Elemente der Gap-Analyse. (Quelle: Vgl. auch Sänger 1996, S. 58.)

Mit Hilfe der Gap-Analyse lassen sich Maßnahmen differenzierter, insbesondere ergänzt um die Faktoren Zeit und Marktentwicklung, planen und bewerten. Die Gap-Analyse verbindet somit Prognosetechniken mit Bewertung von Handlungsalternativen.

Die kurz- bis mittelfristig eingestellte Gap-Analyse lässt sich im Langfristbereich mit Parametern der Lebenszyklus-Analyse ergänzen. Der Lebenszyklusansatz unterteilt einen längeren Nutzungszeitraum in abgegrenzte Phasen mit jeweils typischen Eigenschaften (z. B. modernes/mittleres/überaltertes Gebäude). Aus energetischer Sicht ließen sich beispielsweise Alterungseffekte, Nutzungswerte oder Marktwertentwicklungen in einem erweiterten deterministischen Modell abbilden.

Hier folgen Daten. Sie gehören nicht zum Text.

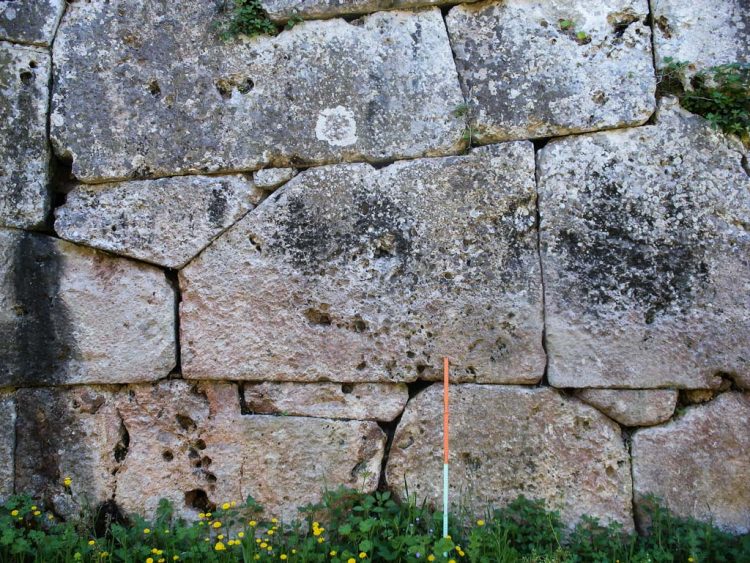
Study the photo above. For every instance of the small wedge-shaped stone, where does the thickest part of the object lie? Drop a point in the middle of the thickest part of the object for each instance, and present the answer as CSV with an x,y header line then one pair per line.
x,y
71,433
362,401
194,447
166,221
350,273
24,150
30,21
699,464
633,407
7,444
645,248
133,98
703,33
283,10
534,68
511,441
73,315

Generell führen Maßnahmen der energetischen Modernisierung zu typischen Sprungeffekten. Durch die Implementierung höherer energetischer Standards wird der wirtschaftliche Betrieb des Gebäudes langfristig gesichert. Negative Effekte aus der technischen und wirtschaftlichen Überalterung von Objekten lassen sich damit reduzieren oder ausgleichen. Durch die Maßnahme wird das Objekt technisch zumindest auf, bestenfalls auch über den allgemeinen Marktstandard gehoben. Dies spiegelt sich auch in den wirtschaftlichen Ergebnissen wieder.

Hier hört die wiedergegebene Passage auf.